Frontier Justice is a gripping, eye-opening exploration of the world-wide refugee crisis. Combining reporting, history and political philosophy, Andy Lamey sets out to explain the story behind the radical increase in the global number of asylum-seekers, and the effects of North America and Europe's increasing unwillingness to admit them.
He follows the extraordinary efforts of a set of Yale law students who sued the U.S. government on behalf of a group of refugees imprisoned at GuantAnamo Bay; he recounts one refugee family's harrowing journey from Saddam Hussein's Iraq to contemporary Australia via the world's most dangerous ocean crossing; and he explores the fascinating case of Ahmed Ressam, the so-called Millennium bomber who filed a refugee claim in Canada before attempting to blow up the Los Angeles airport. Lamey casts new light on a host of broader subjects, from the reasons why terrorists who pose as refugees have an overwhelming failure rate to the hidden benefits of multiculturalism.

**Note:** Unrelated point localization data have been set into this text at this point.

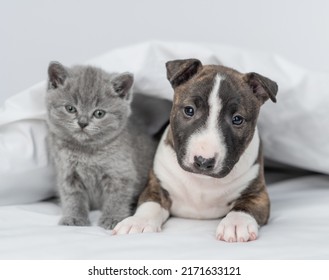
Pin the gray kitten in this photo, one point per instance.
(102, 154)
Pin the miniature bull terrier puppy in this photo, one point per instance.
(209, 162)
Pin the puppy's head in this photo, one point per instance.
(214, 114)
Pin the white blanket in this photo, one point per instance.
(293, 130)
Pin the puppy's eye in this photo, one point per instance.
(189, 111)
(237, 120)
(98, 114)
(70, 109)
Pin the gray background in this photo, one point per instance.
(35, 32)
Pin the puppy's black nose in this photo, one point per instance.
(204, 164)
(82, 124)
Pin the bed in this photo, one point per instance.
(296, 145)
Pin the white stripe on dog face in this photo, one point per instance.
(208, 142)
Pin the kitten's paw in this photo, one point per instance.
(74, 221)
(135, 224)
(108, 222)
(237, 227)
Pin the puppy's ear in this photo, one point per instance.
(57, 74)
(262, 87)
(180, 71)
(122, 85)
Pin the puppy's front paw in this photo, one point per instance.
(74, 221)
(135, 224)
(237, 227)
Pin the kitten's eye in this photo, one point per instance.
(70, 109)
(189, 111)
(237, 120)
(98, 114)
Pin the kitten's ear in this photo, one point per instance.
(57, 74)
(122, 84)
(262, 87)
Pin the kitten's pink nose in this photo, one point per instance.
(82, 124)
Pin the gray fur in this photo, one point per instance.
(101, 163)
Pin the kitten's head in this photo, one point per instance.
(87, 105)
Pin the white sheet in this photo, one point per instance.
(296, 135)
(298, 229)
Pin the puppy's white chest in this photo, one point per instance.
(197, 196)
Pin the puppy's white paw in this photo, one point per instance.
(237, 227)
(135, 224)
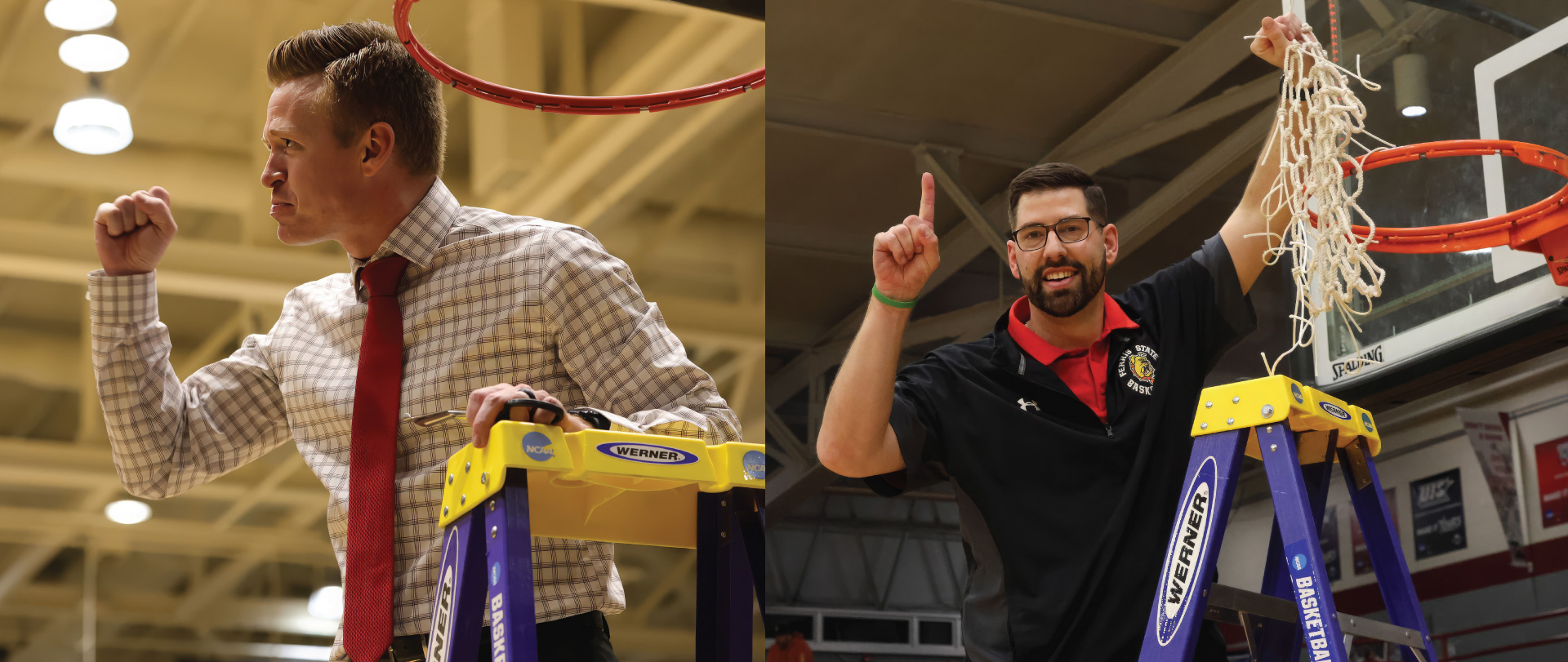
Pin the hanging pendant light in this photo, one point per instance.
(80, 15)
(93, 126)
(93, 54)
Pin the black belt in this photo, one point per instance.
(412, 646)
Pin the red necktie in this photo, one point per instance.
(372, 461)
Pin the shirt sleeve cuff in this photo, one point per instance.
(1235, 306)
(122, 300)
(618, 422)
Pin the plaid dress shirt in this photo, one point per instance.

Throughout Lamey's account, he focuses on the rights of people in search of asylum, and how those rights are routinely violated. But Frontier Justice does not merely point out problems. This book offers a bold case for an original solution to the international asylum crisis, one which draws upon Canada's unique approach to asylum-seekers. At the centre of the book is a new blueprint for how the rights of refugees might be enforced, and a vision of human rights that is ultimately optimistic and deeply affirmative.
In exploring one of the most pressing questions of our age, Lamey provides an absorbing and unsettling look at a world in which, as he notes, there are many rights for citizens, few for human beings.